Modified mysql-test/suite/innodb/t/innodb-virtual-columns.test and mysql-test/suite/innodb/r/innodb-virtual-columns.result to cover the changes.

Basing the PR against the correct MariaDB version

  • This is a new feature or a refactoring, and the PR is based against the main branch.
  • This is a bug fix, and the PR is based against the earliest maintained branch in which the bug can be reproduced.

PR quality check

  • I checked the CODING_STANDARDS.md file and my PR conforms to this where appropriate.
  • For any trivial modifications to the PR, I am ok with the reviewer making the changes themselves.

Comment on lines 1224 to 1233
for (i = 0; i < update->n_fields; i++) {
const upd_field_t* fld =
upd_get_nth_field(update, i);
if (upd_fld_is_virtual_col(fld))
continue;
const ulint field_no
= upd_get_nth_field(update, i)
->field_no;
= fld->field_no;
if (field_no >= index->n_fields
|| dict_index_get_nth_field(
index, field_no)->col
Copy link
Contributor

Choose a reason for hiding this comment

The reason will be displayed to describe this comment to others. Learn more.

This is changing the way how UPDATE of indexed virtual columns is logged. However, there is no mention how upgrades or downgrades are being affected by this.

I see that you posted some analysis to MDEV-38140. However, you did not comment on my earlier comment regarding the function row_purge_vc_matches_cluster(). Can you please review that logic as well?

Copy link
Contributor Author

@mariadb-TafzeelShams mariadb-TafzeelShams Dec 5, 2025

Choose a reason for hiding this comment

The reason will be displayed to describe this comment to others. Learn more.

This is changing the way how UPDATE of indexed virtual columns is logged.

  • Hmm, actually this code part is about decision of whether to write non-virtual indexed columns to undo record. After we have completed writing the UPDATE changes of both non-virtual and virtual columns.
    (Before this code change we are incorrectly skipping writing the nth non-virtual indexed column into undo record if we already have nth virtual indexed column written as part of UPDATE changes.)

  • After completing the writing of non-virtual indexed columns we then jump to writing the virtual indexed columns.
    (Have made no changes to its logic)

However, there is no mention how upgrades or downgrades are being affected by this.
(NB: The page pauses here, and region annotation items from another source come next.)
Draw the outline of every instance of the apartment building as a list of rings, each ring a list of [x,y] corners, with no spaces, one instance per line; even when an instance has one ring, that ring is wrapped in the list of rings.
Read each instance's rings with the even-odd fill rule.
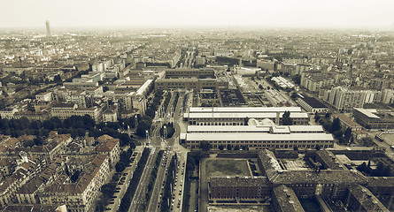
[[[70,212],[89,211],[110,171],[109,156],[97,155],[87,165],[75,183],[64,175],[38,193],[42,204],[65,204]]]

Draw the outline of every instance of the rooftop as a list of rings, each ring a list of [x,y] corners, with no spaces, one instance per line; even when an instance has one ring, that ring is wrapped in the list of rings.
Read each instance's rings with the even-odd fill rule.
[[[256,140],[256,141],[282,141],[282,140],[332,140],[332,134],[328,133],[292,133],[292,134],[270,134],[264,132],[238,133],[238,132],[216,132],[216,133],[187,133],[188,141],[191,140]]]
[[[212,177],[211,186],[268,186],[267,177]]]
[[[354,170],[323,170],[319,172],[313,170],[282,170],[275,175],[268,175],[274,184],[366,184],[367,178]]]
[[[222,108],[206,108],[191,107],[189,113],[267,113],[267,112],[301,112],[299,107],[222,107]]]
[[[387,211],[389,210],[366,187],[354,185],[349,192],[359,202],[366,211]]]
[[[321,103],[316,98],[305,96],[304,98],[301,99],[313,108],[327,108],[326,105]]]
[[[281,211],[305,211],[293,189],[281,185],[274,187],[274,199],[278,201]]]
[[[363,109],[363,108],[355,108],[354,110],[358,110],[359,112],[364,114],[365,116],[367,116],[367,117],[368,117],[370,118],[379,118],[379,119],[381,118],[380,117],[373,114],[371,112],[371,110],[366,110],[366,109]]]

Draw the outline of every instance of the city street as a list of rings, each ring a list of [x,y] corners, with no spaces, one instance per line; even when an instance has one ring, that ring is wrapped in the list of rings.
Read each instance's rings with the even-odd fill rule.
[[[151,172],[153,169],[156,157],[158,156],[158,151],[156,151],[156,148],[151,148],[151,154],[149,155],[148,162],[146,163],[145,169],[143,169],[140,183],[134,195],[130,208],[128,209],[129,212],[140,211],[140,207],[145,200],[145,193],[148,190],[147,186],[151,179]]]

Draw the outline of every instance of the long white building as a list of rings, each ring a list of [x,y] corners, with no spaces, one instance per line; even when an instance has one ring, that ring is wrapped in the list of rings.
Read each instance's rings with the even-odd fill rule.
[[[334,138],[321,126],[249,126],[249,125],[189,125],[181,141],[189,148],[198,148],[201,141],[208,141],[213,148],[220,146],[263,148],[328,148],[334,147]]]

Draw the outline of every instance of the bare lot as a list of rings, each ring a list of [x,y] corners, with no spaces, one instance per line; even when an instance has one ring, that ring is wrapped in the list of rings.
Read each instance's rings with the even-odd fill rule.
[[[244,159],[209,160],[205,165],[208,178],[251,176],[247,161]]]

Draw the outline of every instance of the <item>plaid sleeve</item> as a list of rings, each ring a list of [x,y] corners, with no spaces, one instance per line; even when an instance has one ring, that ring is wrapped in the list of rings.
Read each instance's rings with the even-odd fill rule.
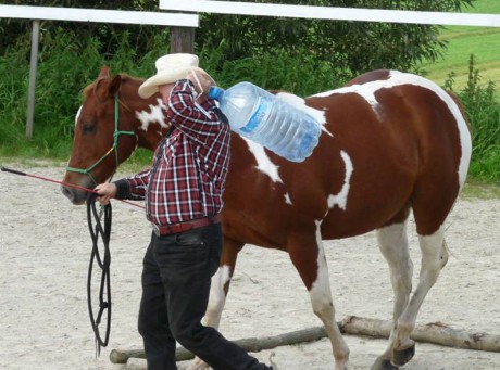
[[[118,189],[116,197],[129,200],[143,200],[148,188],[149,169],[137,175],[117,180],[114,183]]]
[[[220,120],[211,104],[204,106],[195,101],[195,85],[188,79],[178,80],[168,98],[166,116],[187,136],[204,143],[217,135]]]

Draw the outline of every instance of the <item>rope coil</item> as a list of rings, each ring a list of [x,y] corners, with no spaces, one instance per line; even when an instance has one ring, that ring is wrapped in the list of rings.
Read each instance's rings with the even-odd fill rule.
[[[110,237],[112,208],[111,204],[100,207],[98,212],[96,207],[97,194],[89,193],[87,197],[87,221],[92,240],[92,251],[90,253],[90,261],[88,267],[87,279],[87,304],[90,316],[90,323],[96,335],[96,357],[100,355],[101,347],[108,345],[111,331],[111,281],[110,281]],[[102,241],[103,254],[99,251],[99,239]],[[99,310],[95,316],[92,310],[92,271],[95,264],[101,270],[101,281],[99,284]],[[107,316],[104,339],[101,336],[99,324],[102,317]]]

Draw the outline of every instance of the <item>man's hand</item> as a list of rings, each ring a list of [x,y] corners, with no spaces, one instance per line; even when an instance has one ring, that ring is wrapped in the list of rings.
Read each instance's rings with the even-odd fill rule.
[[[114,183],[111,182],[104,182],[98,184],[95,190],[97,191],[98,197],[97,201],[100,204],[109,204],[110,200],[112,197],[116,196],[116,192],[118,191],[118,188]]]
[[[186,78],[190,79],[192,84],[195,84],[197,92],[200,94],[208,92],[211,86],[216,85],[213,78],[209,74],[203,73],[201,71],[193,69],[190,73],[188,73]]]

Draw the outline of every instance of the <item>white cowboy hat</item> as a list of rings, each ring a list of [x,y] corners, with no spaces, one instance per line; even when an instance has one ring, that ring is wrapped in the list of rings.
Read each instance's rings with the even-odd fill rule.
[[[157,60],[157,74],[139,87],[139,97],[147,99],[158,92],[158,87],[186,78],[189,72],[202,72],[198,67],[198,56],[187,53],[167,54]],[[207,74],[207,73],[205,73]]]

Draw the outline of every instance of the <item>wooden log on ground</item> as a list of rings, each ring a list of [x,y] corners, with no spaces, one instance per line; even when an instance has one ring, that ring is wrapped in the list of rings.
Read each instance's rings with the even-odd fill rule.
[[[348,316],[337,324],[345,334],[388,339],[392,322]],[[275,336],[241,339],[234,341],[234,343],[248,352],[260,352],[284,345],[314,342],[326,336],[326,331],[323,327],[313,327]],[[499,335],[467,333],[464,330],[452,329],[442,322],[417,326],[411,337],[416,342],[433,343],[447,347],[500,352]],[[177,361],[188,360],[193,357],[195,356],[185,348],[177,348]],[[143,349],[113,349],[110,353],[110,360],[113,363],[126,363],[129,358],[146,358]]]
[[[386,320],[366,319],[348,316],[340,323],[340,330],[347,334],[373,337],[389,337],[392,323]],[[448,327],[442,322],[417,326],[411,339],[422,343],[433,343],[447,347],[500,352],[500,335],[468,333]]]

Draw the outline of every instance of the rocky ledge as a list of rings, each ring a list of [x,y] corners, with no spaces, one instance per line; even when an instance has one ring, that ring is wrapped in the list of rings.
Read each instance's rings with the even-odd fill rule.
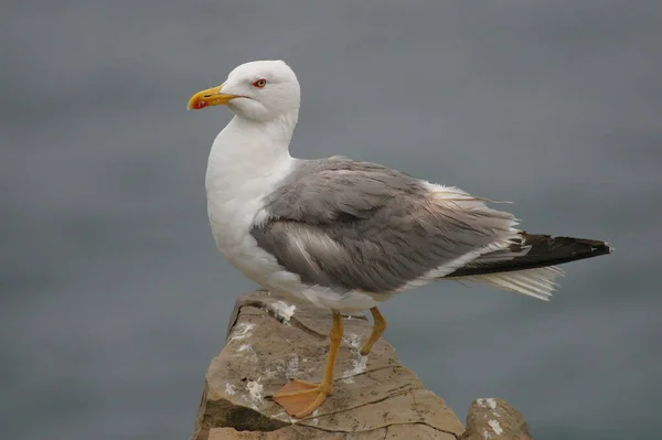
[[[239,298],[206,373],[192,440],[532,439],[522,415],[501,399],[474,400],[465,428],[384,340],[361,356],[371,325],[363,315],[345,318],[333,396],[292,419],[271,396],[295,377],[320,379],[331,314],[264,290]]]

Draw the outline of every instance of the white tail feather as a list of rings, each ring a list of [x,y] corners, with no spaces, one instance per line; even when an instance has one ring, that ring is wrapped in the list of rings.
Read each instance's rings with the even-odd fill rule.
[[[556,288],[556,278],[564,275],[556,266],[537,269],[513,270],[510,272],[477,275],[462,279],[483,282],[503,290],[524,293],[543,301],[549,301]]]

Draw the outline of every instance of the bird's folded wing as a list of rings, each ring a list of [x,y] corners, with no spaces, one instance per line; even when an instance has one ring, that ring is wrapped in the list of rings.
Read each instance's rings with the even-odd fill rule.
[[[516,239],[515,219],[381,165],[307,161],[266,201],[253,237],[303,282],[397,292]]]

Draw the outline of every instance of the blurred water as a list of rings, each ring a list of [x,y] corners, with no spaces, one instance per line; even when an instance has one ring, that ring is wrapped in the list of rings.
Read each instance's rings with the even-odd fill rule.
[[[186,112],[287,60],[292,153],[346,154],[609,239],[551,303],[448,283],[387,339],[465,417],[499,396],[536,439],[653,438],[662,404],[662,3],[6,2],[0,17],[0,427],[183,439],[234,299],[203,191],[229,118]]]

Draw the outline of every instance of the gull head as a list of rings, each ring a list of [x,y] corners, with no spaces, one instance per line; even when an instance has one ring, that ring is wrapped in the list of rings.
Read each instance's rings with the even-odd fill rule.
[[[299,110],[301,92],[297,75],[284,61],[254,61],[227,75],[225,83],[193,95],[189,109],[227,106],[232,112],[256,122],[281,118]]]

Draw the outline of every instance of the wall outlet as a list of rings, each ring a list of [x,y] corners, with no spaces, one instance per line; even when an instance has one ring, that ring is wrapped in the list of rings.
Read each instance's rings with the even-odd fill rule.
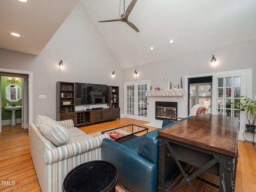
[[[39,98],[42,99],[46,98],[46,95],[39,95]]]

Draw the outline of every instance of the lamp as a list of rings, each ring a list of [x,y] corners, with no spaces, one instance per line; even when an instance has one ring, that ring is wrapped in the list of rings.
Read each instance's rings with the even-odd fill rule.
[[[214,57],[214,56],[213,55],[212,59],[211,59],[211,62],[212,62],[213,64],[214,64],[214,63],[216,62],[216,58]]]
[[[62,60],[60,60],[60,62],[59,63],[59,65],[62,68],[63,67],[63,62],[62,62]]]

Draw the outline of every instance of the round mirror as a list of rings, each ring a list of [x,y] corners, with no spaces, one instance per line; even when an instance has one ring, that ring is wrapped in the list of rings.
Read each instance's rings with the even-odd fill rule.
[[[21,99],[21,88],[10,84],[5,87],[5,98],[10,102],[17,102]]]

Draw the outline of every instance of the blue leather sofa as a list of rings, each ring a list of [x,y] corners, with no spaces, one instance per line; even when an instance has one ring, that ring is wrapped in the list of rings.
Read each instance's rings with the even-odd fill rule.
[[[156,192],[158,176],[157,132],[192,117],[176,122],[164,120],[161,129],[121,144],[104,139],[102,146],[102,159],[115,166],[118,182],[132,192]],[[172,158],[167,156],[166,160],[166,158],[169,167],[166,170],[166,178],[177,168]]]

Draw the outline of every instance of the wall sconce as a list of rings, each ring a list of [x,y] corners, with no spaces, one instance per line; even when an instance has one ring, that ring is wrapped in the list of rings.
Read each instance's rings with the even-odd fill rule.
[[[19,81],[19,78],[17,77],[15,78],[8,77],[7,78],[7,81],[12,83],[14,83],[15,82],[18,82]]]
[[[61,68],[63,67],[63,62],[62,62],[62,60],[60,60],[60,62],[59,63],[59,65]]]
[[[214,56],[213,55],[212,59],[211,59],[211,62],[213,64],[215,64],[215,62],[216,62],[216,58],[214,57]]]

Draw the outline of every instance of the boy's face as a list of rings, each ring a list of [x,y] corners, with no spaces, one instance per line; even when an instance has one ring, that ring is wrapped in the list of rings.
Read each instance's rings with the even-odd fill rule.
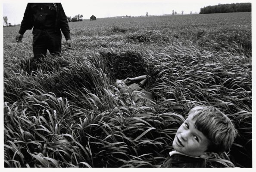
[[[178,152],[192,157],[200,157],[206,153],[210,141],[203,133],[195,127],[193,114],[178,129],[172,146]]]
[[[116,85],[116,87],[119,89],[120,90],[121,88],[124,88],[126,86],[125,83],[123,80],[118,80],[116,83],[115,83]]]

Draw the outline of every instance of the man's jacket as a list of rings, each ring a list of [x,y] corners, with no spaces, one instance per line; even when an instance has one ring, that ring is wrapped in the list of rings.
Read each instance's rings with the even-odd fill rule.
[[[70,39],[66,15],[60,3],[28,3],[19,33],[23,35],[33,27],[37,29],[59,32],[66,40]]]

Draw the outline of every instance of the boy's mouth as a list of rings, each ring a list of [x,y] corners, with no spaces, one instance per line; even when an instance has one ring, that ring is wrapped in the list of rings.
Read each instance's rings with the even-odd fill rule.
[[[179,139],[179,138],[178,137],[177,137],[177,140],[178,141],[178,143],[179,143],[179,144],[180,145],[181,145],[182,147],[184,147],[184,145],[183,145],[183,144],[182,144],[181,142],[181,141],[180,140],[180,139]]]

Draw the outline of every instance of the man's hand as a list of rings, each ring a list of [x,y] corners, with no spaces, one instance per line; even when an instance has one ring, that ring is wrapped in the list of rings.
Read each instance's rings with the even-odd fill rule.
[[[22,38],[23,36],[21,34],[18,33],[18,35],[16,36],[16,42],[22,42]]]
[[[67,46],[68,48],[71,48],[71,40],[70,39],[67,40]]]

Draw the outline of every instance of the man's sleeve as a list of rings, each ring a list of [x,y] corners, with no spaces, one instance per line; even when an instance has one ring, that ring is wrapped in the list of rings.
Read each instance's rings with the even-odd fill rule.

Regarding upgrades and downgrades, I don't see any issues because, even without patch we do write the non-virtual indexed columns into undo record. And while reading from undo record we handle these columns. For example in row_upd_replace_vcol()

Can you please review that logic as well?

Will do..

Copy link
Member

Choose a reason for hiding this comment

The reason will be displayed to describe this comment to others. Learn more.

Yes, it doesn't change how indexed virtual columns are logged.

Copy link
Contributor

Choose a reason for hiding this comment

The reason will be displayed to describe this comment to others. Learn more.

As far as I understand, this change is affecting the length of undo log records when some indexes on virtual columns are affected by an UPDATE operation. Therefore, it is changing the format of the undo log records and how indexed virtual columns are logged.

The last substantial changes to the undo log record format were made in MDEV-14799 (see the merge d361401 of d384ead) and MDEV-14051 (439a7c9).

I would like to see an example that shows how the undo log record format is changed. Under which circumstances would the format change cause an UPDATE to fail with ER_UNDO_RECORD_TOO_BIG? @mariadb-TafzeelShams, can you write a test case for that, or prove that it is impossible? Even if such a regression were introduced, we may accept this fix, but I would like to make an informed decision.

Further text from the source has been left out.